The little shape of these Minis is also fun. Instead of the usual two-fingered snack size, these are a little shorter and of course are only one finger. About the size of my pinkie, which is rather small as fingers go. Because of the small size I felt like there was more chocolate on these. But I also felt like the crispy wafers were really, really crispy. The minted chocolate is pretty smooth, a bit sweet and lacking a rich chocolatey experience, but generally in support of the cookie and mint elements.

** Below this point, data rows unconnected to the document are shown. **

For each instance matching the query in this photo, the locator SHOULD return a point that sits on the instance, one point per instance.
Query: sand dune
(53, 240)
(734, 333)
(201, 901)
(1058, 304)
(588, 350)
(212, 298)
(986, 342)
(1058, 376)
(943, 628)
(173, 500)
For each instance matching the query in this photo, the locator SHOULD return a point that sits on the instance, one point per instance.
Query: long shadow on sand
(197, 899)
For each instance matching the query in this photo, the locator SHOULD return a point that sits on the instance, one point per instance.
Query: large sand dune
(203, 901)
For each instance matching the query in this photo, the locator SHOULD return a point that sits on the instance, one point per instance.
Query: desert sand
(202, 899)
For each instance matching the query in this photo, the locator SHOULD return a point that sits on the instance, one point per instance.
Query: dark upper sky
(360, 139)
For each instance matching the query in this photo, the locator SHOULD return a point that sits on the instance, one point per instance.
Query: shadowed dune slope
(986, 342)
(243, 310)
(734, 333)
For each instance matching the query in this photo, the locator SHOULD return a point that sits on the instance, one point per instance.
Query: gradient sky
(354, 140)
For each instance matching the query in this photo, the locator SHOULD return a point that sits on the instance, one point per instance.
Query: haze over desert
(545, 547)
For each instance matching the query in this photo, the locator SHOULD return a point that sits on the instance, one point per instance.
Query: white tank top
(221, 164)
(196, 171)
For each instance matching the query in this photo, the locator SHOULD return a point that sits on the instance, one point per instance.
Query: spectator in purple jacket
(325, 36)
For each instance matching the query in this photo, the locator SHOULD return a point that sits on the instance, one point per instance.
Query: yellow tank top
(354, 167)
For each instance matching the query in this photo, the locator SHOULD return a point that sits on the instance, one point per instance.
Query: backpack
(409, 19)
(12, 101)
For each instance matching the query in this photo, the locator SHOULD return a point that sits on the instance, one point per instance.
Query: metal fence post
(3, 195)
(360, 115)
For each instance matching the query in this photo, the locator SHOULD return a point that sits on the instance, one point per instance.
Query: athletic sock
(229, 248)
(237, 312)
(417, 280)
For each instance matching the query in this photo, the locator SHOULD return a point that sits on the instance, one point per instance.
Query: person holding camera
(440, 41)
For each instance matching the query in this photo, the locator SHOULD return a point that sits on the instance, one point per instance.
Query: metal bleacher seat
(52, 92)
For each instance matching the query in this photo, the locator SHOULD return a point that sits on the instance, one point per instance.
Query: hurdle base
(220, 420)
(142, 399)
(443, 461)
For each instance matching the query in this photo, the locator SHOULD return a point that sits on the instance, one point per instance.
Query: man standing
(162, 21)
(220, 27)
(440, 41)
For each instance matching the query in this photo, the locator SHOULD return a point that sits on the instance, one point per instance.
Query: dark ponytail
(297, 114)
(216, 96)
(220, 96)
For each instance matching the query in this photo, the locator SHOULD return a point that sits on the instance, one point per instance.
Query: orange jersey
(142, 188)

I don’t know if I’d buy these again since I’m getting a little tired of them since it was a 10.5 ounce package, but I found them to be far better than most of the other Limited Editions I’ve had in the past year or so.
Thursday, January 4, 2007
This was a super-cute stocking stuffer that Santa gave me this year. I have to say that Whitman’s has never been of much interest to me. Perhaps it’s that I’ve found them a bit stale tasting. But it also might be the package, sure Whitman’s Samplers are retro looking, but that not-so-fresh appearance may have been affecting my taste.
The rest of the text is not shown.